Strong Labor Market Sends Shockwaves Through Stocks and Bonds
Weekly Economic Review: January 10, 2025
Blowout new jobs and a lower-than-expected unemployment rate, indicating a strong labor market and economy, lead stocks to tank and bonds to sell off
The stock market tumbled, and bonds sold off last week, due to concerns about inflation and lower expectations for rate cuts. All this was thanks to the release of three market-moving economic data points: job openings and the ISM Services Index on Tuesday, and job creation and the employment situation on Friday.
Job openings in November came in higher than expected, and the highest since May 2024. Hiring declined in November, while layoffs increased slightly. Workers who voluntarily quit their jobs decreased to the lowest level since June 2020, indicating reduced confidence in their ability to find new employment.
According to the Institute of Supply Management (ISM), the service sector continued to expand in December for the sixth consecutive month, primarily driven by robust business activity, supplier deliveries, and new orders, which resulted in a significant increase in prices paid for materials and services. The increased business activity and new orders indicated solid economic growth in December.
Businesses added the most jobs since March 2024, which came in much higher than the market forecast. The unemployment rate unexpectedly fell, while monthly average hourly wages rose in line with expectations. Job creation for 2024 was lower than that of 2023 but higher than the jobs created in pre-pandemic 2019. Fewer workers involuntarily lost their jobs, while more workers voluntarily left their jobs.
Let’s examine in more detail the Job Openings and Labor Turnover (JOLTS), the ISM service sec-tor index, and job creation and employment situation that were announced last week.
JOLTS: The Bureau of Labor Statistics (BLS) announced that the number of job openings increased by 259,000 in November, to 8.10 million from an upwardly revised 7.84 million (originally 7.74 million) in October. This was higher than the market expectation of 7.74 million, although down by 833,000 from a year ago. The monthly increase was mainly driven by gains in professional and business services (273,000) and finance and insurance (105,000), partially offset by decreases in food services and accommodation (102,000) and information (89,000). At 194,000, the South continued to see significant growth in job openings after rocketing to 486,000 in October as it recovered from the recent severe hurricanes. Job vacancies in the West and Northwest also rose by 32,000 and 49,000, respectively, while the Midwest declined by 16,000.
The ratio of openings to unemployed people remained unchanged at 1.1. The number of hires de-creased by 125,000 to 5.27 million in November, lower than October’s hires, which declined by 188,000 to 5.39 million. The decrease in November hires was mainly driven by manufacturing and professional and business services. Except for the South, all four regions posted small increases in hires for November, while the South declined by 193,000.
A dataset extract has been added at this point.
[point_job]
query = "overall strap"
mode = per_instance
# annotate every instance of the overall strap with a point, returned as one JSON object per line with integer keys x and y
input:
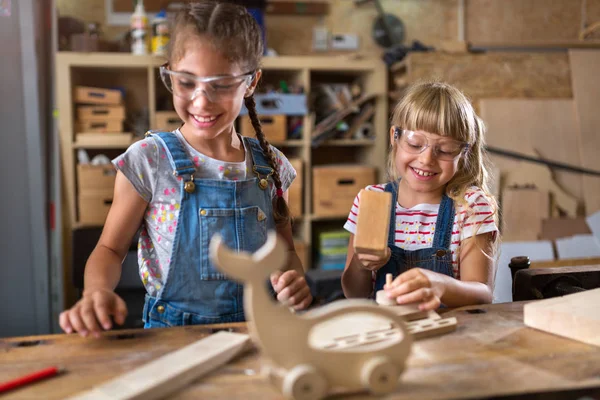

Layoffs increased slightly in November, rising 17,000 to 1.77 million after declining by 54,000 to 1.75 million (revised up from 1.63 million) in October. Layoffs were up by 219,000 over the year. The increase in layoffs was centered in leisure and hospitality. All regions except the South posted increases in layoffs, while layoffs in the South declined by 103,000.
The number of people who voluntarily resigned decreased by 218,000 to 3.07 million in November after advancing by 185,000 in October to 3.28 million (revised down from 3.32 million). The quits rate, the rate at which workers voluntarily leave their jobs, excluding retirements, declined to 1.9% in December from 2.1% in October. This indicates that workers are less confident in their ability to find a new job than they were in the past.
ISM Report On Business Services Sectors: The ISM announced December’s economic activities for the service sectors, which account for 70% of the private economy in terms of both employment and GDP. The ISM services index, measuring the economic health of the service sector, came in at 54.1, which was 2.0 points higher than November’s reading of 52.1. An index reading above 50 indicates growth in the services sec-tor. The December figure was also higher than the market expectation.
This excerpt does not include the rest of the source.